Así lo hice. Lógicamente, ese ritmo es más lento del mío habitual por lo que me adelantan decenas de corredores. No pasa nada. La maratón es la lucha de cada individuo consigo mismo. Rebaso el kilómetro 5, el 10, el 15 y la media maratón. La molestia y yo hemos firmado una tregua, un pacto de no cabrear el uno al otro. Yo prometo no ir más rápido y el músculo dejarme correr.
Llueve. Gracias a la gorra no me empapo la cara y puedo ver. Los pies van empapados, una vez pisado el primer charco, los demás dan igual; ya no te molestas en evitarlos. Pero hay que buscar el lado bueno de las cosas. Siempre he ido pendiente del ritmo, de los latidos de mi corazón y concentrado. Hoy paso y me dedico a observar mientras corro y de paso le quito protagonismo a la pierna. Los primeros kilómetros discurren por calles estrechas de las áreas residenciales en las afueras de Londres. La gente sale a la puerta de casa, con cara de sueño, en bata y sin peinar y con la taza de té humeante en la mano intentando buscar explicación a lo que unos locos en pantalón corto se han propuesto una lluviosa mañana de domingo.
También me fijo en los corredores. No hay una maratón tan solidaria como Londres. Hay miles de corredores, digo bien, miles de corredores que corren recaudando fondos para decenas de enfermedades de todo tipo: leucemia, sarcoma, Parkinson, cáncer infantil, esclerosis, fibrosis quística. De todos los lemas, uno me llama la atención: «Llena de color la vida de otras personas».
Cuando un corredor pasa junto a los animadores de la asociación por la que corre, se produce un griterío tan ensordecedor que al principio piensas que ha ocurrido algo, pero luego te acostumbras y sigues a lo tuyo. Cuando rebaso el kilómetro 22, la élite pasa justo en sentido contrario por el carril opuesto. Impresionante el estilo, la zancada y lo fácil que parece. Puedo ver al campeón Mo Farah, con rostro desencajado y sufriendo. Ellos sufren como todos.
El ambiente y el colorido es más impresionante que en Nueva York. Por fin deja de llover, kilómetro 34. Justo levanto la vista y veo a Ana que viene en sentido contrario en esa larga recta donde antes vi a la élite.

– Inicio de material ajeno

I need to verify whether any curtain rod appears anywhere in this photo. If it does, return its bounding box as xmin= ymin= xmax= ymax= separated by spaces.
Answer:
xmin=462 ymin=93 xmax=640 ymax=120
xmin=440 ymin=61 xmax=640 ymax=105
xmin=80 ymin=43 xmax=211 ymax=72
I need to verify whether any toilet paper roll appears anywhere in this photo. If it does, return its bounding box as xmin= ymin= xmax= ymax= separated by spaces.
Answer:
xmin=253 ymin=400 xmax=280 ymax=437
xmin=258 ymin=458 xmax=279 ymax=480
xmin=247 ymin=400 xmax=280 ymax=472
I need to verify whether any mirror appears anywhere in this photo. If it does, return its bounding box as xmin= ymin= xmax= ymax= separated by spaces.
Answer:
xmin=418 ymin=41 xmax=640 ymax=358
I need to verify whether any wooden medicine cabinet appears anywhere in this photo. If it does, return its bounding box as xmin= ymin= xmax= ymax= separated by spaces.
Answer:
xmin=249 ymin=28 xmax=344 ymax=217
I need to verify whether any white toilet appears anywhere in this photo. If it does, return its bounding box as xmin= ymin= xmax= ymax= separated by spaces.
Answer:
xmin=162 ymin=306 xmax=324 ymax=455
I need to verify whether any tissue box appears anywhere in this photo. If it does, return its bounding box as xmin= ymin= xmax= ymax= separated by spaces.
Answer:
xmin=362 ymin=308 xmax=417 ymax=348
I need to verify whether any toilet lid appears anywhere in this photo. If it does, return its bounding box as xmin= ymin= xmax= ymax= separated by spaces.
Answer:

—Me duele aquí, me duele mucho —comenta mientras se toca lo que me parece que es la cintilla iliotibial, un tendón que se inflama en los corredores. Va por el 22. Mientras repito otro abrazo de oso intento tranquilizarla: acorta un poco la zancada, masajea la zona y si tienes que caminar, hazlo.
Nos despedimos, pero me quedo preocupado. Va con dolor y empapada, pero la conozco y sé que terminará. Enfilo el río y contemplo a los lejos la mítica noria London Eye y el Big Ben. Queda poco por lo que rompo la tregua y le meto candela a las piernas, ya sin miedo. El ruido es más bestial si cabe conforme me acerco a la meta. Escucho al animador gritar a los corredores que van llegando. Alcanzo el Palacio de Buckingham, giro a la derecha y recta de meta y entro llorando, como siempre. Enciendo mi teléfono y gracias a la aplicación puedo ver que Ana sigue en carrera y avanza poco a poco hacia la meta, que también logra cruzar. Toda situación adversa conlleva una enseñanza, una experiencia que te convierte en alguien un poco más sabio. Una cicatriz que te recuerda quién eres y dónde estás.